Who We Are
The Earth System Science Education Alliance (ESSEA) is a NASA, NSF and NOAA-supported program implemented by the Institute for Global Environmental Strategies (IGES) to improve the quality of geoscience instruction for pre-service and in-service K-12 teachers. Started in 2000, the program currently includes the participation of 40+ institutions, with over 3,000 teachers having completed an ESSEA course as of fall 2009.
ESSEA is based on a series of online courses for teachers that are offered by participating institutions. These institutions and faculty receive training, technical support, the ability to create and share their own course modules, and join an active community of Earth system science educators.
The inquiry-based courses provide teachers with the content knowledge and tools they need to incorporate Earth system science into their curricula. ESSEA modules are also available on this site as teacher resources.
A typical ESSEA course is 12–16 weeks and includes 3–4 modules on Earth system science topics, which are selected by the course instructor.
The courses deepen teachers’ content knowledge within an inquiry environment through reflection, analysis and self-discovery. They familiarize participants with Earth system analyses and provide a suite of techniques that can be employed to facilitate student learning; these include Jigsaw, Problem-Based Learning, and Group Investigation. Each of these methods takes teachers out of the role of “middle man” (i.e., the deliverer of content) and creates a student-centered classroom.

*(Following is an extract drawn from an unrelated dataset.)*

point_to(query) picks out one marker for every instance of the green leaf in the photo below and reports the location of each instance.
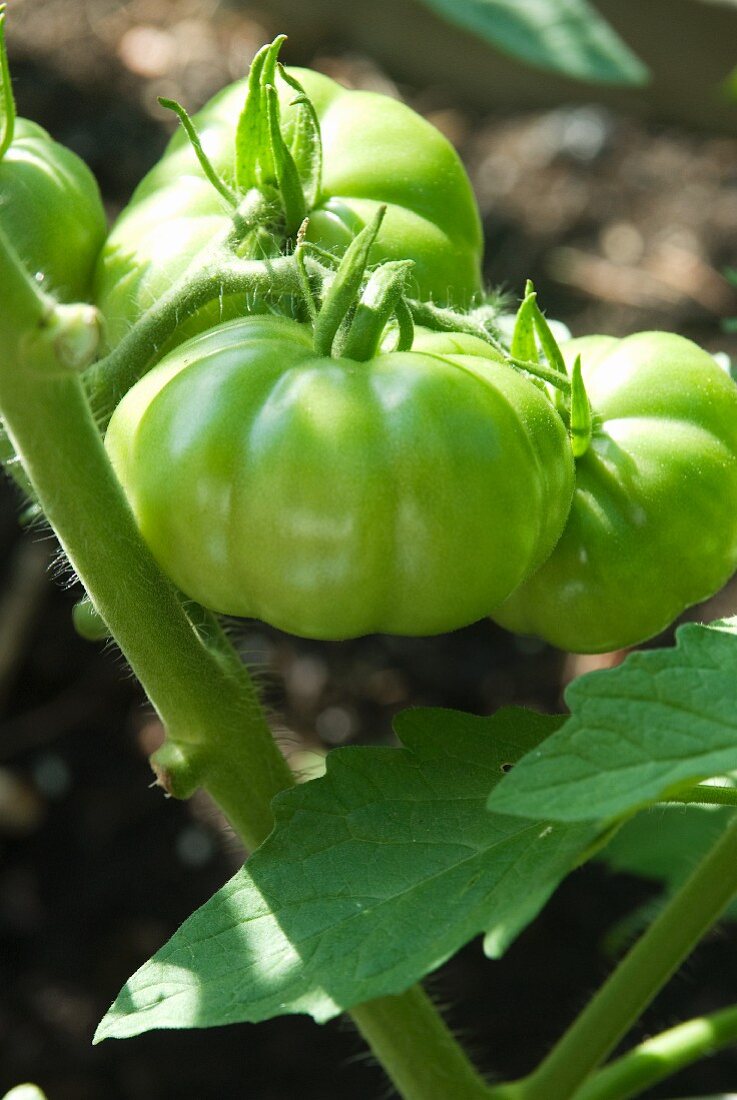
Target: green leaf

When faculty set up their ESSEA course, they select the inquiry strategy that they will use: problem- based learning, jigsaw, or group investigation. The course software sets the course up with instructions and assignments specific to each of these inquiry strategies.
Teacher participants in ESSEA courses are engaged as learners in inquiry-guided instruction. Experiencing the effectiveness of the inquiry approach in a teacher’s own learning has been demonstrated to be a powerful motivator to emphasize inquiry in their own classrooms.